Editorial written by The Philadelphia Inquirer Editorial Board.
It used to be common to see Let’s Make a Deal contestants leave the TV game show smiling after winning $100 for every coin they could pull out of their purse or pocket. But as America moves ever closer to becoming a cashless society, it’s just as likely to see contestants who couldn’t scrape up a dime.
About 41% of Americans no longer use cash to make most of their weekly purchases, according to a Pew Research Center survey. That’s a huge jump from the 24% who said they rarely used cash in 2015. Conversely, only 14% of Americans make almost all their purchases with cash, compared with 24% in 2015.
As one might expect, 71% of adults older than 50 are likely to have some cash on them, compared with 45% of those under 50. Americans with lower incomes are also more reliant on cash. Roughly 30% of people with household incomes below $30,000 a year use cash for almost all of their weekly purchases, compared with 6% among those living in households earning $50,000 or more a year.
While such statistics suggest where this country is headed, there’s less certainty as to how or when it will get there.
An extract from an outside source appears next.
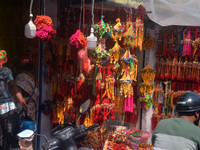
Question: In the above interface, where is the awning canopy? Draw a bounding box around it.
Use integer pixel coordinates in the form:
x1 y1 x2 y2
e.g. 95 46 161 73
143 0 200 26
Before it phases out bills and coins, the federal government must create a cashless replacement similar to debit and credit cards or digital wallet apps such as Zelle, PayPal, Apple Pay, Venmo, or Cash App.
America’s new digital currency would replace all coins and paper money. But unlike privately held cryptocurrency, which businesses aren’t legally required to accept, a central bank digital currency (CBDC) overseen by the Federal Reserve Board would be legal tender that can be used to make purchases in any store or restaurant.
The Bahamas rolled out the world’s first central bank digital currency in 2020. China, Japan, and Sweden have begun digital currency trials, and the Bank of England and the European Central Bank are preparing to take that step. But this country has made little progress since President Joe Biden signed an executive order two years ago announcing the government would explore the potential of a CBDC.
A good first step toward a cashless economy would be to stop minting pennies, which most people don’t use anyway. An estimated 240 billion pennies are more likely in a piggy bank or a coffee can instead of being circulated. That has created a vicious cycle in which the U.S. Mints in Philadelphia and Denver keep making pennies that don’t get spent to replace pennies that didn’t get spent. Since it costs three pennies to mint a penny, that’s a losing proposition.
Noting the cost to keep replacing unused pennies, Treasury Secretary William E. Simon 48 years ago asked Congress to stop minting them. More recently, former U.S. Mint director Philip Diehl said the penny should have been retired when vending machines stopped taking them. Coinstar machines still take pennies, nickels, dimes, and quarters, but will charge you a 12.5% service fee to count them.
Canada stopped distributing its penny coin in 2012 and subsequently removed six billion pennies from circulation. Over the next three years, it returned most of those coins to the nation’s mint, which melted them so the metal could be used otherwise. Pennies remain legal tender in Canada and can still be used to make purchases. But once a penny reaches a bank, it is taken out of circulation. That fate may await all currency.
Centuries have passed since money replaced the barter system. The first coins, bronze and copper imitations of cowry shells, were made by the Chinese around 1000 B.C. The first gold and silver coins were made around 700 B.C. in the ancient kingdom of Lydia, now part of Turkey. Minting coins spread to Greece, Persia, Macedonia, and Rome. The United States struck its first coins in 1793 at the Philadelphia Mint and issued its first paper money in 1861.
What comes next requires care. A huge issue to be resolved with digital money is its vulnerability to identity theft as phishing hackers use malware and other means to obtain private information. No data available digitally seems to remain private these days. That means if the Federal Reserve Board ever develops a digital alternative to U.S. currency, it must come up with a better security system than banks are using now.